Dominik Zieglgänsberger ha sottolineato che le crisi epilettiche hanno anche gravi conseguenze psicosociali: Incidenti, divieti di guida, limitazioni professionali (lavoro edile, lavoro a turni) e limitazioni nel tempo libero (nuoto, rischio di annegamento nella vasca da bagno, rischio di lesioni). Molti pazienti temono le crisi ricorrenti e reagiscono ritirandosi dalla vita sociale. Un altro rischio è la cosiddetta SUDEP (“Morte improvvisa e inspiegabile nei pazienti con epilessia”); il fattore di rischio più importante per la SUDEP è un’elevata frequenza di crisi. Tutti questi rischi depongono a favore del trattamento dei pazienti con un farmaco antiepilettico dopo la prima crisi.
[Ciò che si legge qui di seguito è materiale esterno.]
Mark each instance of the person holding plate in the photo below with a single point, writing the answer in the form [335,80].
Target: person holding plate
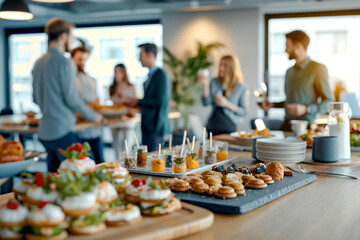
[227,94]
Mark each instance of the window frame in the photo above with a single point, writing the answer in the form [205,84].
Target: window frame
[37,29]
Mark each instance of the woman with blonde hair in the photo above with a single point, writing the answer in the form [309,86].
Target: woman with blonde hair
[227,94]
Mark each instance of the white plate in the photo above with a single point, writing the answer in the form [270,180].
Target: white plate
[275,142]
[280,148]
[281,153]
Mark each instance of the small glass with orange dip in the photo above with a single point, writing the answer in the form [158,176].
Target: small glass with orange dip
[221,149]
[158,163]
[179,164]
[192,160]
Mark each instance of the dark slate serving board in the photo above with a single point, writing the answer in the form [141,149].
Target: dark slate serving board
[253,199]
Contra: Dopo una prima crisi epilettica, la prima domanda da porsi è se si tratta di una crisi epilettica. E se è così, è stato davvero non provocato? Due studi hanno dimostrato che una prima crisi “epilettica” era una diagnosi errata nel 25% dei casi. C’è quindi un’alta probabilità di trattare pazienti che non hanno bisogno di una terapia antiepilettica. “Non dobbiamo dimenticare che il 50% di tutti i pazienti che iniziano un trattamento antiepilettico continueranno questa terapia per tutta la vita”, ha detto il Prof. Tettenborn. Ciò significa che molti pazienti sono esposti agli effetti collaterali, spesso significativamente limitanti, dei farmaci antiepilettici. Questi includono:

  • Influenze sulla coscienza e sull’andatura
  • Peggioramento dei fattori di rischio cadiovascolare
  • Metabolismo osseo alterato: gli epilettici di età superiore ai 50 anni hanno un rischio tre volte maggiore di fratture dell’anca e del femore.
  • Deterioramenti estetici: Inasprimento dei tratti del viso, iperplasia gengivale, aumento di peso.
  • Un tasso più alto di gravidanze indesiderate
  • Disturbi della fertilità
  • Effetti teratogeni (i bambini le cui madri hanno assunto anticonvulsivanti durante la gravidanza presentano un aumento dei disturbi cognitivi).
  • Interazioni con altri farmaci.

“La maggior parte dei pazienti teme di avere un altro attacco e rifiuta di interrompere il farmaco, anche se deve sopportare gli effetti collaterali”, ha detto il relatore. Tuttavia, la prognosi a lungo termine non viene modificata dal farmaco! E anche i pazienti più anziani soffrono molto raramente di lesioni associate alle crisi. “In definitiva, la decisione a favore o contro un farmaco è molto individuale e dipende dallo stile di vita, dall’occupazione e dalle preferenze del paziente, tra le altre cose”.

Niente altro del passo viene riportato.